なんて、何をそんなに言いづらそうにしていたのかもわからないほど、今の俺達にとっては他愛のない内容。


あまりに他愛のない内容に思わず噴出せば



「クローム達に美味しいワインを貰ったので一緒に飲もうと思っただけです」



骸は真っ赤な顔でそう続けて、そわそわしながら俺の答えを待っている。

そんな、まるで付き合い始めた頃のような骸の態度に、今日はまたやけに可愛いなあなんて俺の機嫌が自然と上向くのは仕方がない。



「骸、もうお酒飲んで大丈夫なの?」

「…は、はい。そろそろ試してみようと思ってたので」

「じゃあ今日の夜は骸のお酒デビューを祝してお前の好きな料理デリバリーしてワイン飲もうか。」



そう提案すれば、何故か更に顔を赤くして頷く骸に不思議に思いながらも俺の機嫌は良くなるばかりで。



「じゃあ、僕はこれで……」



それが顔に出ていたのか、バツが悪そうに俺から視線を逸らして逃げるように部屋を出ていってしまった骸を見送った後、上機嫌で早速今晩のことに思いを巡らせる。
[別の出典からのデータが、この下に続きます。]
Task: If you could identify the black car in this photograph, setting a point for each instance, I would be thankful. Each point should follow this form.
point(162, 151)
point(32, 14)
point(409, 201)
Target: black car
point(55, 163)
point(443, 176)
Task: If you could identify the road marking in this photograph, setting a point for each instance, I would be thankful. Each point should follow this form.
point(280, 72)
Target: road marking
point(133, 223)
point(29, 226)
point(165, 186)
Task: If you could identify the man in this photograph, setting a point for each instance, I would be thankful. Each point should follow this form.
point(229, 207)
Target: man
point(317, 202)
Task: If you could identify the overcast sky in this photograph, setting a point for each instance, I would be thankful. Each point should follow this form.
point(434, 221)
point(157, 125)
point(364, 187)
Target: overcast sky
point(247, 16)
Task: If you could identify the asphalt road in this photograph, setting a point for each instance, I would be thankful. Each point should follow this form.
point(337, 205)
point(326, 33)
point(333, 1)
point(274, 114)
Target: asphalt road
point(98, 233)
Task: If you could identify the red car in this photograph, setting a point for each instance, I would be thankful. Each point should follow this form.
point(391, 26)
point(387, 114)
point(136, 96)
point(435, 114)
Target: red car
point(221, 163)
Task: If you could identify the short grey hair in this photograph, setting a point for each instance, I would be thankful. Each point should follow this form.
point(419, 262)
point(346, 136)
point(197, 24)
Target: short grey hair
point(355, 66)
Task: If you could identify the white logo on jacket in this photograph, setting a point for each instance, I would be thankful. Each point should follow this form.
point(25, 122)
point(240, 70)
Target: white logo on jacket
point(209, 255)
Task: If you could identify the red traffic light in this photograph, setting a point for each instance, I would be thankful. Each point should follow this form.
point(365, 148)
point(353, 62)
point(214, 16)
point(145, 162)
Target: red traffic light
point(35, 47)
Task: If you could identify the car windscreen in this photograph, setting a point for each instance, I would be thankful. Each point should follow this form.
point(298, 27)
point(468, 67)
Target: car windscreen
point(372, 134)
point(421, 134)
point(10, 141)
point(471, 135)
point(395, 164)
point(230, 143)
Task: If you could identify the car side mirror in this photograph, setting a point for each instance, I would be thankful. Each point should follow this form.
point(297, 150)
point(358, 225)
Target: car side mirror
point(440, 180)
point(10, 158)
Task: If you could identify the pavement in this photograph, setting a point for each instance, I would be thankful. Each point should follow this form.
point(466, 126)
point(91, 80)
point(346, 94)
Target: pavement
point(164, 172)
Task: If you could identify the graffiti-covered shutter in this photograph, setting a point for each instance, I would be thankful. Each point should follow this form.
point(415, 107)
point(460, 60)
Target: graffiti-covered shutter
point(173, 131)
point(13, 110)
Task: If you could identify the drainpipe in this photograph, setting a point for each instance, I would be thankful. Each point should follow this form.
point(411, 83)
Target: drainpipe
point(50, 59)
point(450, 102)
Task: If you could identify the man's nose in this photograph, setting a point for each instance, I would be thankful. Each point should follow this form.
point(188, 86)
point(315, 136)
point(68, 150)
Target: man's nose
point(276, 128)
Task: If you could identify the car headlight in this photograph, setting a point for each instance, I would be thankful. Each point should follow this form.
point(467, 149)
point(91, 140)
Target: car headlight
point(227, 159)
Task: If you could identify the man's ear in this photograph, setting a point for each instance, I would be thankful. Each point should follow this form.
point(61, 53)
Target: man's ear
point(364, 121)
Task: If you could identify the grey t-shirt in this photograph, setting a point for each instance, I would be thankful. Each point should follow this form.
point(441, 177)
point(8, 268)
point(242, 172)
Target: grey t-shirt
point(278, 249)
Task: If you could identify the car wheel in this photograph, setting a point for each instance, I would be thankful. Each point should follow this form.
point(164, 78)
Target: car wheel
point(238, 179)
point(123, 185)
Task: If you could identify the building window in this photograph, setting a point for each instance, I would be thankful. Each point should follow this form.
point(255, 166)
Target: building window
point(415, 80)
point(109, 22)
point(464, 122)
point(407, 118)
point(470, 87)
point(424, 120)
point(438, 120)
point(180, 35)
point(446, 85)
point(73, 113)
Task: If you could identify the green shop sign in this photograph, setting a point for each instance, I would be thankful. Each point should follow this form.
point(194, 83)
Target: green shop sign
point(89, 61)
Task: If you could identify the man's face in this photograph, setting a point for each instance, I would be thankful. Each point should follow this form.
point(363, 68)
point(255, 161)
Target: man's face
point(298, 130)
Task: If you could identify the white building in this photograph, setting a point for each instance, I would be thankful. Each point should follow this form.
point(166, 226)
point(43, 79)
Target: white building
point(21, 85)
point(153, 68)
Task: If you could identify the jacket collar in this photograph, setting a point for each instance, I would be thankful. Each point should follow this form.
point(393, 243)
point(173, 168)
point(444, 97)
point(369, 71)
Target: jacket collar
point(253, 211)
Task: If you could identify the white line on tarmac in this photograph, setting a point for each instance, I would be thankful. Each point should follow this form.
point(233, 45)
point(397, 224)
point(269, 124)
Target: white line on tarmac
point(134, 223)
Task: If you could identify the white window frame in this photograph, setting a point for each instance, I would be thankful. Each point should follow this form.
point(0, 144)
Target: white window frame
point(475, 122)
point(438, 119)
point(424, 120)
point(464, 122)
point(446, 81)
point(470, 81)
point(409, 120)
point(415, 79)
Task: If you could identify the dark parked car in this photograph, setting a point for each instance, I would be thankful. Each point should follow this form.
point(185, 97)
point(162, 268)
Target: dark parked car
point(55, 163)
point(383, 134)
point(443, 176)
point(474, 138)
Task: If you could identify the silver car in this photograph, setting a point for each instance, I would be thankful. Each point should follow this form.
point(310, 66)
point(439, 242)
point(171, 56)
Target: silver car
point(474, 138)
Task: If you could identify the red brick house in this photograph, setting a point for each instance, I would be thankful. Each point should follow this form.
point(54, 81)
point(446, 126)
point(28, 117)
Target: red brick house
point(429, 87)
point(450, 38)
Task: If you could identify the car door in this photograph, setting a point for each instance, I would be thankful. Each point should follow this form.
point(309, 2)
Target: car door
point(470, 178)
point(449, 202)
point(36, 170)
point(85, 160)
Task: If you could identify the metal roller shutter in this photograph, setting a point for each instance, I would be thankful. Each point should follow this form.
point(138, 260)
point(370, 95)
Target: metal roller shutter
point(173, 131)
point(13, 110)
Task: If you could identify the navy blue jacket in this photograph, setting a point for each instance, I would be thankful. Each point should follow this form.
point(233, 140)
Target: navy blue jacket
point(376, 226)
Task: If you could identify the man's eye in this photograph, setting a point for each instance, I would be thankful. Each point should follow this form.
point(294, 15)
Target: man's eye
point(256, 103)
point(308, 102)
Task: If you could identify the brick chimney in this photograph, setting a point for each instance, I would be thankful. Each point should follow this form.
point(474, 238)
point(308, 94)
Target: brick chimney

(赤ワインか白ワインかどっちかか聞くの忘れちゃったから、どちらでも好いように料理を用意しておかないとなあ。)



骸につられて俺まで気分は付き合い始めた頃に戻ったようで、鼻歌なんて歌いながら考えを巡らせていたら




「何ニヤけてるのツナ」


「っわあああ!!」





突然間近で声をかけられて、数分前の骸のように盛大にビクついた。